Welcome to the sneak peeks countdown. With the third book of the new series, Backfire, soon to be released on December 12, I'll be posting some snippets from the story to whet your whistles :)


This book has been a long time in the making, so if you're still here, thanks for sticking through.


Some notes before we get to the good stuff... my first series, The Cardinal Series is all completed and available on Amazon Kindle Unlimited for free. It's also available for purchase. If you're interested in purchasing a hardcopy set of the first two books, The Cardinal Bird and Cardinal Caged, you can buy the first volume here. This volume is also available in the Kindle Unlimited store if you want to purchase or add to your ten-book Unlimited list to help free up a slot for another great book. I know I always have a hard time trying to cull my book limit. Get the Kindle version here. I've also bundled the second volume of the series to include Cardinal of Hope and The Cardinal Sin. That volume is available here for the Kindle version and the hardcopy version. The third and final volume with Cardinal Rose and The Red Cardinal will be available just as soon as I have a cover for it. I'll make sure to announce it on social media.
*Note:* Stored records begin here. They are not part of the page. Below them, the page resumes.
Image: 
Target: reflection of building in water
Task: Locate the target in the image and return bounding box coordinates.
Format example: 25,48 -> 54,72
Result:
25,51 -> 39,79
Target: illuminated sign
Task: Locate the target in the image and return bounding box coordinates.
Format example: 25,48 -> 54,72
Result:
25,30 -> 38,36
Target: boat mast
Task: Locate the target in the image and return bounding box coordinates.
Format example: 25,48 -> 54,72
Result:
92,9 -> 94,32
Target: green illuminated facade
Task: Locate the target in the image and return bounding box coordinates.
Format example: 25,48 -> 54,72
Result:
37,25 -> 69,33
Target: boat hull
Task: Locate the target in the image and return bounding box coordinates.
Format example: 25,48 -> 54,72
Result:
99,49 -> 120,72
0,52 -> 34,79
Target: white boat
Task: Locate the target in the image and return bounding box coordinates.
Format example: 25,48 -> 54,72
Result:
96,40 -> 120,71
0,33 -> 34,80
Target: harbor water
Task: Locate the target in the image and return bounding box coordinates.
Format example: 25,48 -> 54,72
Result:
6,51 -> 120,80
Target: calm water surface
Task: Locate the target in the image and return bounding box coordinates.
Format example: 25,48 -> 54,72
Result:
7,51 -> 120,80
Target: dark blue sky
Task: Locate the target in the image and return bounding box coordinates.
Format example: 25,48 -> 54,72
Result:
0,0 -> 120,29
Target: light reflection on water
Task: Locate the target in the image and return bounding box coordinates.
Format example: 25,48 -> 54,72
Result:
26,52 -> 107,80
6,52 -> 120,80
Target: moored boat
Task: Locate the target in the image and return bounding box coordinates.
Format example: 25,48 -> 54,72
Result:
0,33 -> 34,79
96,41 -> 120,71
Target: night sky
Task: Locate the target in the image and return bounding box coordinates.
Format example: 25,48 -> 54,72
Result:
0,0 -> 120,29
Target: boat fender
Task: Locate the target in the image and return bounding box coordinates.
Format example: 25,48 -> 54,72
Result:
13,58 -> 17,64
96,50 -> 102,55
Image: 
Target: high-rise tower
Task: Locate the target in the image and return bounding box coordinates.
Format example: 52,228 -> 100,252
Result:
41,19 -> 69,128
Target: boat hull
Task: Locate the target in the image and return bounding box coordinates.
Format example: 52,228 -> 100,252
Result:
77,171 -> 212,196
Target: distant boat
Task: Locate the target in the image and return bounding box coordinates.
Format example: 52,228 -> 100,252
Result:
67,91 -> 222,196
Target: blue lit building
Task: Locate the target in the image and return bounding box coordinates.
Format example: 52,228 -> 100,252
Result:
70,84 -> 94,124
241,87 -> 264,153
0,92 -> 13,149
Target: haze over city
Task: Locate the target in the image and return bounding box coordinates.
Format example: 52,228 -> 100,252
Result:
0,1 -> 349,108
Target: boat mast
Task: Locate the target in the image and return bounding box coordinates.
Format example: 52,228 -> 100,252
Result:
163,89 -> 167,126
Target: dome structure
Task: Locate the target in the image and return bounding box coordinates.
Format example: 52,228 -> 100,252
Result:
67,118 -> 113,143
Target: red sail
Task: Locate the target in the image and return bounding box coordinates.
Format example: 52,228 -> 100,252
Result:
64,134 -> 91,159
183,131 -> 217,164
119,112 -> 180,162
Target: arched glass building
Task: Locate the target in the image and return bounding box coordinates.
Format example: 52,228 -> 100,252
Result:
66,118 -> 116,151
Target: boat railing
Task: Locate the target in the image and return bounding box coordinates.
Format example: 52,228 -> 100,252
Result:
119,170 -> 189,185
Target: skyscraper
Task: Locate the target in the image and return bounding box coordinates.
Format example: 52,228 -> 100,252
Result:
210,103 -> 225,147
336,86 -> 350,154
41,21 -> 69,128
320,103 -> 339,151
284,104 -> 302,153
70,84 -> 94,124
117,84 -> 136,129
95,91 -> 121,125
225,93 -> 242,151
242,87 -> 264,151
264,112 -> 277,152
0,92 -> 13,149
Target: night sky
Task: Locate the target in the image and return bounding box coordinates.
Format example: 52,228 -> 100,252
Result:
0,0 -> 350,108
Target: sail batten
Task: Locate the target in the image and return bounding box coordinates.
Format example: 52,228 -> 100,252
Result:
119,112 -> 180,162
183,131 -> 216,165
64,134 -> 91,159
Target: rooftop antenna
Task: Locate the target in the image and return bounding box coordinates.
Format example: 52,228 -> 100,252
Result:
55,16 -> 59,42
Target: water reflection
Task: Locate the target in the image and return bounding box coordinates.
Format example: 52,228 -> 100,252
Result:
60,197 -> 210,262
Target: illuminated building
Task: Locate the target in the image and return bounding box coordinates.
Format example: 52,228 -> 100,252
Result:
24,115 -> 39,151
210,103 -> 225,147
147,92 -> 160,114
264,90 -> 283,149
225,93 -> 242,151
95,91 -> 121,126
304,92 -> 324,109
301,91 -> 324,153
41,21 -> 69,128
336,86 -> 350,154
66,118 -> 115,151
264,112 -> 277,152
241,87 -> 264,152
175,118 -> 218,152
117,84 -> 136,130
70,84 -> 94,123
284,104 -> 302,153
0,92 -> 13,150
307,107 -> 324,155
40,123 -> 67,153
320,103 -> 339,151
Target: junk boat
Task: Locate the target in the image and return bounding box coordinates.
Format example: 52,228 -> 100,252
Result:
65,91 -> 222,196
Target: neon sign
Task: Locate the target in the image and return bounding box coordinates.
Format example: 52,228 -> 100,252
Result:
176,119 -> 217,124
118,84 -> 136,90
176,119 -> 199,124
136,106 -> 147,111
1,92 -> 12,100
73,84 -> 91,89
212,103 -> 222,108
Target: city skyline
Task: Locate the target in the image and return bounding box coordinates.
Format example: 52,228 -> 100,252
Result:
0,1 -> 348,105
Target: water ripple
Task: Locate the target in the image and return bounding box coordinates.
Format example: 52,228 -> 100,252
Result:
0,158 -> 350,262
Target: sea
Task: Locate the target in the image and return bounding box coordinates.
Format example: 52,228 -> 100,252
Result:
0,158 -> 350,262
One more thing before the preview, I've got the fourth book of the series, In the Line of Fire, up on Amazon, so preorder your copy today!












Backfire, Book 3


SNEAK PEEK




An hour and a full roll of paper towels later, I carried the bagged refuse barefooted out to the back alley, hobbling for the dumpster when the slight frame of an elderly man, the neighboring shop’s owner, stepped outside.


His bushy white eyebrows rose in surprise, then in angular suspicion and disdain. “You got the whole town up in arms about you, girl. You ought to be ashamed of yourself, gallivanting around when you’re perfectly fine.”


“Hello, Harry,” I greeted, hating the subdued tone of my greeting, so I cleared my throat and put more force behind my words. Fake it until I make it. “How’s your store doing?”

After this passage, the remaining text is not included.